Again, our assumption is that the application passed those parameters so it can pass them again. But I can see the usefulness for a callback, and no risk with exposing those. We can do that in 3.6. Starting with 4.0 those fields probably won't exist any longer, just call psa_generate_random.

X.509

To take some more parameters into account we do have a function for validation of x509 signature. We are using mbedtls_md_info_from_type() and mbedtls_pk_verify(), however we would need to access for these function sig and sig_md from the struct mbedtls_x509_crt.

sig is whatever data is in the certificate, so I don't see any problem with exposing that. I'm not sure how we should do it in 3.6 LTS, however. If we make the field public by renaming it, it's technically an ABI change — not one that matters, but it might trip up ABI signature comparisons? If we add an accessor function, it should copy the data, because memory management gets hard when you have pointers to sub-structures lying around, and we try to avoid this in the API design.

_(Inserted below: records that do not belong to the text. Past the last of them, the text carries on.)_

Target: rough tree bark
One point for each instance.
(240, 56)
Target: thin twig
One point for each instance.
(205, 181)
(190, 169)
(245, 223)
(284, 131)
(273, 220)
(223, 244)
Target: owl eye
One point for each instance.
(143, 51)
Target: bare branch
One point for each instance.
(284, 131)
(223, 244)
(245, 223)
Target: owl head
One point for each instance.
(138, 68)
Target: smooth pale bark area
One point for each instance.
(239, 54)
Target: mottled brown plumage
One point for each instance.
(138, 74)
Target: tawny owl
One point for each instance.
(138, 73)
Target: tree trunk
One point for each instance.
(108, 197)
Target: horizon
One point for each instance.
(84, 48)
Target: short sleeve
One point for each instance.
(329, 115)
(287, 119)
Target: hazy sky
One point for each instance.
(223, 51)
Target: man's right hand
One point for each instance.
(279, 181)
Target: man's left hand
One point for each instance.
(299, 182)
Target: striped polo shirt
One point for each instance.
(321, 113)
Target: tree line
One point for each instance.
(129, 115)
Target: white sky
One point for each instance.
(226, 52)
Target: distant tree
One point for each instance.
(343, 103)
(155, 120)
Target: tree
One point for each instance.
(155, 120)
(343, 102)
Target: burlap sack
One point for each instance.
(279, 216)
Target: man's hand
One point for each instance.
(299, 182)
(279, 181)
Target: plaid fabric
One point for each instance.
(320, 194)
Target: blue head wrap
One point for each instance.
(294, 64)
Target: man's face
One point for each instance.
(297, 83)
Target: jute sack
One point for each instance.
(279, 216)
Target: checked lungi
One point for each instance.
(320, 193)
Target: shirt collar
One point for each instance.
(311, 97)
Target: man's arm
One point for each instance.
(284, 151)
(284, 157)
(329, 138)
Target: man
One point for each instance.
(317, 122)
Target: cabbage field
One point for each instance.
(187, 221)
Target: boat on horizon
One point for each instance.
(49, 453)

I don't see any harm in exposing sig_md. On the other hand, wouldn't you need sig_pk as well? That one would be ok for 3.6 (although we'd have to document it better because mbedtls_pk_type_t is weird), but not in 4.x, where we will get rid of mbedtls_pk_type_t (due to its weirdness), but that might not be ready yet by the time of the 4.0 release.

PK

mbedtls_pk_info_from_type() for a given type is possible, but not the pk_info of mbedtls_pk_context is returned. We would need the actually pk_info.

That one is a problem: the pk module tries to hide the underlying representation, so that as much as possible, applications can work indifferently with RSA/ECC keys and with transparent/opaque keys. We're already exposing more than we'd like from mbedtls_pk_type_t, and mbedtls_pk_info_t exposes even more internal distinctions. And in Mbed TLS 4.0 (or 4.x if we don't get it done in time), mbedtls_pk_info_t will go away.

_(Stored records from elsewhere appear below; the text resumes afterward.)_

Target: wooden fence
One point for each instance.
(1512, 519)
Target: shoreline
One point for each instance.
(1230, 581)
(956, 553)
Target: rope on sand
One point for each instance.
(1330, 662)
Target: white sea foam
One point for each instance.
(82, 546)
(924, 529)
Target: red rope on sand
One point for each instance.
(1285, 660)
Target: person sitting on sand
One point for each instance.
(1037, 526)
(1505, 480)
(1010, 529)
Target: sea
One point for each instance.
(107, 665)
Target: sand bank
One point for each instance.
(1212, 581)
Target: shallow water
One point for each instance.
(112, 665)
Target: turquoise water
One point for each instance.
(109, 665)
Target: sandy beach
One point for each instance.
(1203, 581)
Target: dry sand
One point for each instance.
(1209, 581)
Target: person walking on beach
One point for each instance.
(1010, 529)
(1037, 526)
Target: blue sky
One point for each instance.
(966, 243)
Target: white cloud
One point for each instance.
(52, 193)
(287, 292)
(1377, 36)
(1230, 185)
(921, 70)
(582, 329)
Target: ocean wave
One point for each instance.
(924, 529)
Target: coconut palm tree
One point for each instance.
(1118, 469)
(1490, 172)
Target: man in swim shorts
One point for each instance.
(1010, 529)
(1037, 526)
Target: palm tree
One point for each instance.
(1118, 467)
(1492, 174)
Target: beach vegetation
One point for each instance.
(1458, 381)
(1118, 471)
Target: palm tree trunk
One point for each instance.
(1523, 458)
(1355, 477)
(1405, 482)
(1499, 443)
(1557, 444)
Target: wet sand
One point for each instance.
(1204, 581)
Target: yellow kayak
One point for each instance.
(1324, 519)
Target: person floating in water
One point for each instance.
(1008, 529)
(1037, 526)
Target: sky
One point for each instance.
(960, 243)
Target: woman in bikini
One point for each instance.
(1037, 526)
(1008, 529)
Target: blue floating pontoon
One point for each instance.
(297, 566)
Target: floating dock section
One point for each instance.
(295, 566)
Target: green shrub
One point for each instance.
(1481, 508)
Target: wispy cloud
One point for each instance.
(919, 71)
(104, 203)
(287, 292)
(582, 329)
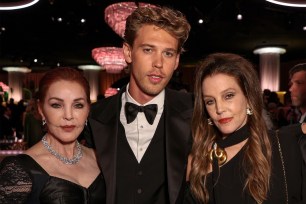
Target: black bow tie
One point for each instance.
(131, 111)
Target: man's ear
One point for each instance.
(127, 52)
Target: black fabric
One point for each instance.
(104, 126)
(131, 111)
(134, 180)
(302, 143)
(35, 186)
(232, 177)
(234, 138)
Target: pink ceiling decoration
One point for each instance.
(4, 86)
(110, 58)
(115, 15)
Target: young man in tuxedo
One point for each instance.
(142, 134)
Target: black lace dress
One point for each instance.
(22, 180)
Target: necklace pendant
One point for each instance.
(76, 158)
(218, 153)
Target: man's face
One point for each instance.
(297, 88)
(153, 58)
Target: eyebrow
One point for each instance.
(224, 91)
(153, 46)
(59, 99)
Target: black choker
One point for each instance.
(218, 149)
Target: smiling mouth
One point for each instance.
(225, 120)
(68, 128)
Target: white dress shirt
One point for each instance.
(139, 133)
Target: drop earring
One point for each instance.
(249, 111)
(209, 121)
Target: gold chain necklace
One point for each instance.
(219, 153)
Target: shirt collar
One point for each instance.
(159, 99)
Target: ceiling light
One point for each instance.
(110, 58)
(115, 15)
(291, 3)
(264, 50)
(17, 69)
(90, 67)
(239, 17)
(17, 5)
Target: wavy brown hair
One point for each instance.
(172, 21)
(257, 159)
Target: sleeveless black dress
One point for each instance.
(23, 180)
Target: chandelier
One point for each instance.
(110, 58)
(11, 5)
(115, 15)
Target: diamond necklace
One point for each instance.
(76, 158)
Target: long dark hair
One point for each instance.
(257, 158)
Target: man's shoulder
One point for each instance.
(179, 97)
(104, 104)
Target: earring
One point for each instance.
(249, 111)
(209, 121)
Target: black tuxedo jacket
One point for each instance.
(104, 122)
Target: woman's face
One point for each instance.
(65, 110)
(225, 102)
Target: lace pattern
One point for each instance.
(15, 182)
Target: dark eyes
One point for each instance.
(227, 96)
(77, 105)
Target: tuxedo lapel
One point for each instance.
(178, 113)
(104, 123)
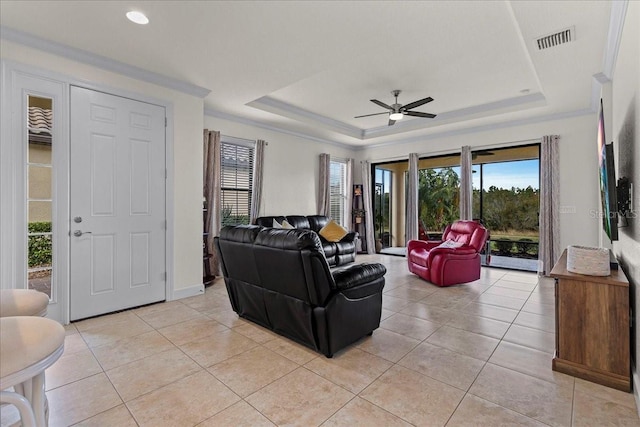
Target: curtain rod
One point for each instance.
(236, 140)
(457, 151)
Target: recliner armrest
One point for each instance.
(422, 244)
(350, 237)
(358, 275)
(463, 250)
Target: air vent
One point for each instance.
(560, 37)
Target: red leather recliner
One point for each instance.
(444, 266)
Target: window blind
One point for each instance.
(338, 190)
(236, 182)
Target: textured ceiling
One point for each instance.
(310, 67)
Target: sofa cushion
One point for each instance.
(286, 225)
(333, 232)
(317, 222)
(298, 221)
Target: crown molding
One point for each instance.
(294, 113)
(284, 109)
(483, 128)
(616, 24)
(101, 62)
(457, 115)
(243, 120)
(420, 138)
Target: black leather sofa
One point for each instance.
(280, 279)
(337, 253)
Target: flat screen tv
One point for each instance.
(607, 171)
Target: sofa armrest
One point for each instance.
(358, 275)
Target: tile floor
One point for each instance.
(469, 355)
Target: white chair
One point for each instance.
(29, 346)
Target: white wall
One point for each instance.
(625, 135)
(187, 150)
(290, 166)
(578, 166)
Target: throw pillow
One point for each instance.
(450, 244)
(286, 225)
(333, 232)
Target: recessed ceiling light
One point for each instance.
(137, 17)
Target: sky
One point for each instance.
(520, 174)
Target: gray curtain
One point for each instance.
(349, 201)
(256, 189)
(211, 188)
(411, 213)
(324, 189)
(549, 247)
(369, 238)
(466, 184)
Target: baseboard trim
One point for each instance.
(189, 291)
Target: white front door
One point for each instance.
(117, 203)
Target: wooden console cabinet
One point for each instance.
(592, 326)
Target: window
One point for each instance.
(236, 179)
(338, 191)
(40, 195)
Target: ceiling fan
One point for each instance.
(398, 111)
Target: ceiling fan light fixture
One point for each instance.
(137, 17)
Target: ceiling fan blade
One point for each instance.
(367, 115)
(417, 103)
(419, 114)
(382, 104)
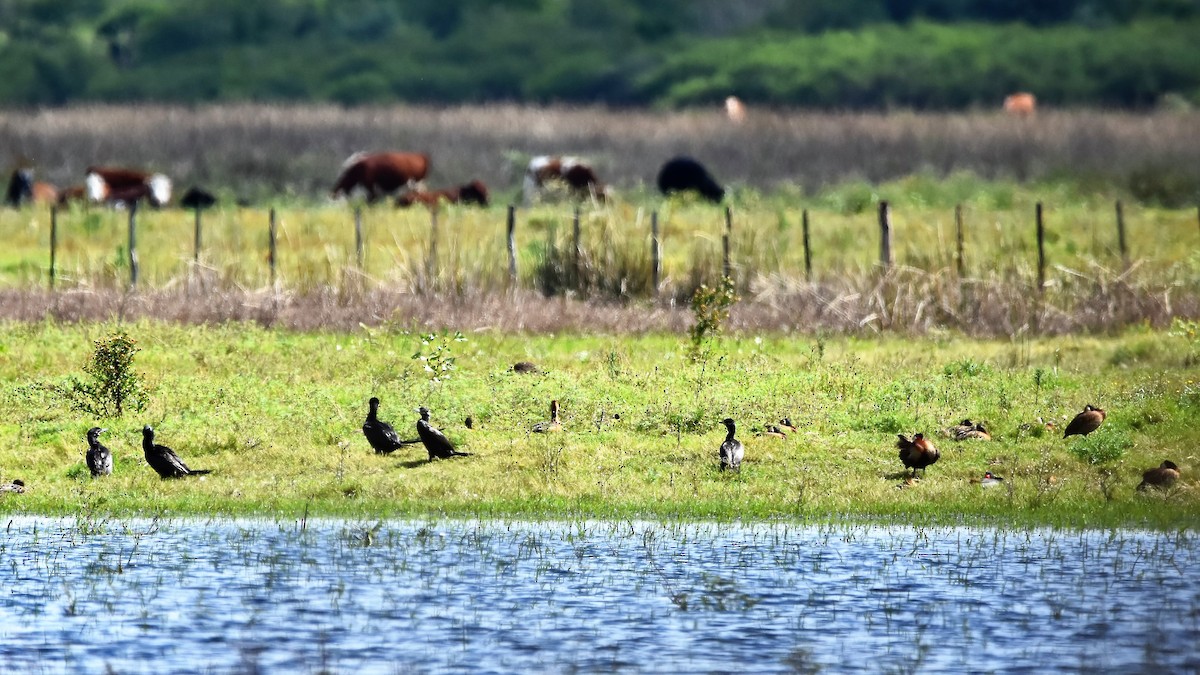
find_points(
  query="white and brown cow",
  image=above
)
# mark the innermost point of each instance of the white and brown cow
(580, 179)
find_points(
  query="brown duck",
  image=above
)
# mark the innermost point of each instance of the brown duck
(553, 424)
(967, 430)
(1162, 477)
(1085, 422)
(917, 453)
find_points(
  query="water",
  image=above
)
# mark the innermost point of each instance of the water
(250, 596)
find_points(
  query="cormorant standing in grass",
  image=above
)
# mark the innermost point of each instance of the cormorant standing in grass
(1085, 422)
(435, 441)
(731, 449)
(100, 460)
(163, 459)
(917, 453)
(379, 434)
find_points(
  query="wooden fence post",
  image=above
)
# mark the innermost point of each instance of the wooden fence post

So I don't think we should expose this. But I am sure that you're asking this because you have a problem that you can't solve with the current API. What problem are you trying to solve? Let's try to find a better interface that would still work in Mbed TLS 4.x.

[ko-maren]

@gilles-peskine-arm Thanks for your long and detailed response. I try to give more detailed usage for the open questions.

TLS

Sorry, I don't understand: how would that be different from mbedtls_ssl_get_peer_cert()?

In case of failure, it would be possible to have a extended logging if we get the data from the peer certificate of the session_negotiate, as it might not be available in session. mbedtls_ssl_get_peer_cert returns the peer certificate of session.

X.509

I don't see any harm in exposing sig_md. On the other hand, wouldn't you need sig_pk as well?

From what I see, we wouldn't need sig_pk, only sig_md.

PK

What problem are you trying to solve?

I double checked it, seems like we are only using pk_info to exit functions (context encryption and signing) early if it's NULL. So perhaps it would help, to have a function, which simply returns true or false if pk_info is set or not. To check the type we are already using mbedtls_pk_get_type. Indirectly this function also checks if pk_info == NULL, but it's not the main functionality, so it maybe changed and I would like not to relay on it for the check.

[gilles-peskine-arm]

I double checked it, seems like we are only using pk_info to exit functions (context encryption and signing) early if it's NULL. So perhaps it would help, to have a function, which simply returns true or false if pk_info is set or not. To check the type we are already using mbedtls_pk_get_type. Indirectly this function also checks if pk_info == NULL, but it's not the main functionality, so it maybe changed and I would like not to relay on it for the check.

It's the opposite: pk_info == NULL is an implementation detail, whereas mbedtls_pk_get_type is a public interface. If the 3.x branch had gone on longer, we might have removed the info field (and that will happen in 4.x). On the other hand there will always be a type that's 0 for empty contexts and nonzero for filled contexts (and that will still be the case in 4.x, although with a different set of types).